Anchoring TipsBooks on seamanship all have a section on how to properly and safely anchor your boat.
Generally they reflect consistent theories and Maxwell is not about to re-write the books.
However, for the person reading this catalogue with the intent of purchasing an anchoring
system for a boat, we felt a brief summary regarding acceptable anchoring technique could
prove useful and informative.
- Before deciding where you want to anchor, slowly cruise around the anchoring site and check the boats already at anchor, to ensure you have enough room to swing.
- Allow adequate room around the spot where you wish to anchor. Remember that power vessels swing differently than yachts. Boats on rope rodes swing around more than those on chain.
- Slow down and keep the bow into the wind, or current, whichever is stronger and as the boat comes to a complete stop, start to lower the anchor.
- After lowering the anchor, either drift back or slowly reverse while paying out the anchor rode, in order to ensure the anchor is set (holding firm).

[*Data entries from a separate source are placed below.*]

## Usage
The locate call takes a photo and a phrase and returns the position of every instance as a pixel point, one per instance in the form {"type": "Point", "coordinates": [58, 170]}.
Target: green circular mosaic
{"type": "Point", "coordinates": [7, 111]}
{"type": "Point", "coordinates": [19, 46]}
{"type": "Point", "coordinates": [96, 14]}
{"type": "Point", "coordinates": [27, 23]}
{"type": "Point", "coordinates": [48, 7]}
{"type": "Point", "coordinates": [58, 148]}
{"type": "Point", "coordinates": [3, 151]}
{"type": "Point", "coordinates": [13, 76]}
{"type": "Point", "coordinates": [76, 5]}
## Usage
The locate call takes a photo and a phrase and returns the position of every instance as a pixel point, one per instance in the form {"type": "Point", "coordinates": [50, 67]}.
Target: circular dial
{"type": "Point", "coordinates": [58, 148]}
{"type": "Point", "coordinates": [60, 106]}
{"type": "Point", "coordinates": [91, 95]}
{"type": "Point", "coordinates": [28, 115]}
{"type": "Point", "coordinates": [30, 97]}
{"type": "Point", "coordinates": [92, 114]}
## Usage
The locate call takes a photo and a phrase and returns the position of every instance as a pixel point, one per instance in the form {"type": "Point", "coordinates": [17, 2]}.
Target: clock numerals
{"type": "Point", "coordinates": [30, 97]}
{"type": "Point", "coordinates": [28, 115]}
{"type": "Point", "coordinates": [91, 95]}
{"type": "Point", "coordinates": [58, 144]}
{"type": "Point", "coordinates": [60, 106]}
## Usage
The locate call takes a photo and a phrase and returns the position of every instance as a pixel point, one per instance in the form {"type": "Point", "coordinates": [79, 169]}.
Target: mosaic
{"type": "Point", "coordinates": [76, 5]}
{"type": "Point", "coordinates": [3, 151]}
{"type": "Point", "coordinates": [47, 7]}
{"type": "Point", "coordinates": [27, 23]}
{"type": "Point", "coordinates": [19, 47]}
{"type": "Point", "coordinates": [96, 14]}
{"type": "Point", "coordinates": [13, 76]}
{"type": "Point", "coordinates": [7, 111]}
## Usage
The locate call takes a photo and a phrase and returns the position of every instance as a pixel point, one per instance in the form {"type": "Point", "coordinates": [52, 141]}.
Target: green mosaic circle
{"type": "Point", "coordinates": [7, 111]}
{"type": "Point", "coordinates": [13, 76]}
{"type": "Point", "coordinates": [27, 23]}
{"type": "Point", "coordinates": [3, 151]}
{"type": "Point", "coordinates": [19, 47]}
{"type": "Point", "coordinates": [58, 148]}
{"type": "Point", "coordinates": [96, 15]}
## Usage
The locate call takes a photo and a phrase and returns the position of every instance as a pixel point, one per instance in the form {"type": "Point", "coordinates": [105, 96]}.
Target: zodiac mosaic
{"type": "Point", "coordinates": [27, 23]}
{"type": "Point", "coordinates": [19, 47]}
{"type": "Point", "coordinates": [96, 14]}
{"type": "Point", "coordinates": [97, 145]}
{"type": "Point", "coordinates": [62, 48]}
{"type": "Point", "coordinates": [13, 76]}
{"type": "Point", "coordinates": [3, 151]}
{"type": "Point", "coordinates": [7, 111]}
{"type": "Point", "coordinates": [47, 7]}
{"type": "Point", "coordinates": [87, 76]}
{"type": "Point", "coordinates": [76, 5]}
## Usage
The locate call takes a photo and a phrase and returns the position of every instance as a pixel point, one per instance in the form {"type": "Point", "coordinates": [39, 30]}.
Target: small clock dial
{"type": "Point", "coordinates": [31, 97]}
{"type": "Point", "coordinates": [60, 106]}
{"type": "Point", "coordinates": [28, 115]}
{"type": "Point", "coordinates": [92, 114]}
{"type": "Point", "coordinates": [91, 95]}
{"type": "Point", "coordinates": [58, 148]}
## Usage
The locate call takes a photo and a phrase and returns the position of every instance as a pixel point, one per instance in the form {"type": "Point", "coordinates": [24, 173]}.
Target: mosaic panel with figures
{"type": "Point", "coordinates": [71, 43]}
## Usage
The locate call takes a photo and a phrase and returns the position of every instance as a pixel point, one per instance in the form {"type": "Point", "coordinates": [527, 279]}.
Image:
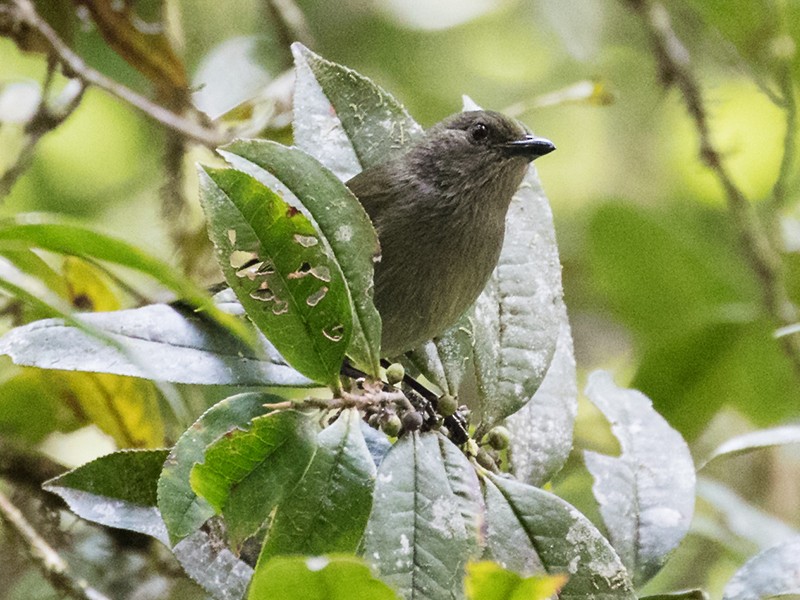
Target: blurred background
{"type": "Point", "coordinates": [656, 283]}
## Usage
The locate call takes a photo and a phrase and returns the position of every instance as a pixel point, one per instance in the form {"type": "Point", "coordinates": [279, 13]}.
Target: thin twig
{"type": "Point", "coordinates": [24, 14]}
{"type": "Point", "coordinates": [50, 563]}
{"type": "Point", "coordinates": [673, 62]}
{"type": "Point", "coordinates": [44, 120]}
{"type": "Point", "coordinates": [346, 400]}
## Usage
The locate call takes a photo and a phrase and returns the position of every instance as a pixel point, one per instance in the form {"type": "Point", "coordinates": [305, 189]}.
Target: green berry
{"type": "Point", "coordinates": [391, 426]}
{"type": "Point", "coordinates": [412, 420]}
{"type": "Point", "coordinates": [447, 405]}
{"type": "Point", "coordinates": [395, 373]}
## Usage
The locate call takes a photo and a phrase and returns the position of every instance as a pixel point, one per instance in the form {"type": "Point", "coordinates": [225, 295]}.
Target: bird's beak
{"type": "Point", "coordinates": [531, 147]}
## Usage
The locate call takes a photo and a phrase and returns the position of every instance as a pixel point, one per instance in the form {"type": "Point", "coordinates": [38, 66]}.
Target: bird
{"type": "Point", "coordinates": [439, 211]}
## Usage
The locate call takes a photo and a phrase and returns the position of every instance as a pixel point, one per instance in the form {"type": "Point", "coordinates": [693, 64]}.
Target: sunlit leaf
{"type": "Point", "coordinates": [125, 408]}
{"type": "Point", "coordinates": [183, 510]}
{"type": "Point", "coordinates": [208, 561]}
{"type": "Point", "coordinates": [96, 492]}
{"type": "Point", "coordinates": [247, 472]}
{"type": "Point", "coordinates": [343, 224]}
{"type": "Point", "coordinates": [646, 495]}
{"type": "Point", "coordinates": [318, 578]}
{"type": "Point", "coordinates": [271, 256]}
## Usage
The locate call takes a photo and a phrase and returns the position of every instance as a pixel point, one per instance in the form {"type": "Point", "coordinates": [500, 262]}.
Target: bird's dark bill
{"type": "Point", "coordinates": [530, 146]}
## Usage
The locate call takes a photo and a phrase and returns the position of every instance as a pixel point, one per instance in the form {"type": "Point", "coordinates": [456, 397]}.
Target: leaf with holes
{"type": "Point", "coordinates": [247, 472]}
{"type": "Point", "coordinates": [272, 258]}
{"type": "Point", "coordinates": [343, 224]}
{"type": "Point", "coordinates": [328, 509]}
{"type": "Point", "coordinates": [183, 510]}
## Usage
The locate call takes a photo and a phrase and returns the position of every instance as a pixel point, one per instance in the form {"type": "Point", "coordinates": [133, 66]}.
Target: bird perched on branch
{"type": "Point", "coordinates": [439, 211]}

- The amount of anchor rode you pay out should always be at least three times the depth of water in which you are anchoring.
- Do not switch off the engine until you are sure the anchor is set (holding firm). The engine may not restart. Use buoys as reference points if they are available or, if close to shore, use prominent landmarks to check you are holding your position.
- Once anchored, secure your anchor rode with the chain stopper or secure to a deck cleat or bollard with a hitch that is easy to cast off. Do not anchor off your winch.
- Have a small buoy handy, which you can tie to the end of your anchor rode in case you have to slip your anchor. You will then be able to recover your anchor & rode later.
- Your boat should always be anchored via the bow.
- Check your position frequently when at anchor. You may have dragged.